Of course nobody actually ever gets to see this beautiful transfiguration except Demi Moore, and even then only when she has really really short hair.

The bad people have a rather different fate. They are pulled down, screaming, by dark shadowy figures recently escaped from the Nazi-face-melting scene of “Raiders of the Lost Ark”, to spend their souls in eternal torment in what seems to be a part of the New York City sewage disposal system. Although I can’t be sure because the movie is dark in this scene, so it could actually be the New York City subway system, which makes perfect sense if you’ve ever ridden the IRT local during rush hour.

The curious thing is that there is no hint of a middle ground – it’s either the happy blurry Silhouette People or the shadowy Nazi-face-melting subway fiends. Ever since I first saw this film I’ve wondered what happens to people who are right on the edge, their fate teetering in the balance. Maybe they’ve lived a generally good life, but they cheated on a test or two in high school, or lied to their girlfriend once, or found themselves undercharged in a restaurant and didn’t say anything to the waiter.

Is there some critical mass of sins that tip you over the edge into Hell? What if you ran out of coffee one morning, so you were in a really crabby mood, and that’s why you didn’t pick up the wallet somebody dropped on the street that one time, run after them and give it to them just before they got into that taxi?

You would think there would be some sort of board of appeals, maybe an official form you could fill out, with a “didn’t have coffee that morning” checkbox. That would be the civilized way, wouldn’t it?

But apparently that’s not how things work in the “Ghost” universe. Instead the filmmakers opt for something so over-the-top stupid that you can’t actually suspend your disbelief long enough to really enjoy the erotic pottery scene. So I am left wondering, are we supposed to think the movie’s metaphysical premise is as inane as it seems?

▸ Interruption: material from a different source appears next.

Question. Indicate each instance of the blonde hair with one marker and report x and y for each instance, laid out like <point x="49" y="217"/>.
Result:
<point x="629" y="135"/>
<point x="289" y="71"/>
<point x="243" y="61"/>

Or perhaps the entire enterprise was a clever ploy by director Jerry Zucker and friends to get people annoyed with religion and its underlying assumptions.

Somehow I doubt it.

Pivot day

Thursday, July 2nd, 2009

Today it is the pivot day, the middle of the year
Half the days have now gone by, or have yet to appear
On New Years Eve we all go mad, and stay up through the night
Making resolutions up, until dawn’s early light

But on July the second there are none who celebrate
Who stop to think, or share a drink or even stay up late
The day slips by without a thought, as quiet as a tomb
Even though the second half of all the year may loom

Let us take a moment now to pause and give a glance
To all the things we’d like to do, while still there is a chance
Half the year is gone it’s true, yet we are hardly done
So let us celebrate anew – the half year just begun!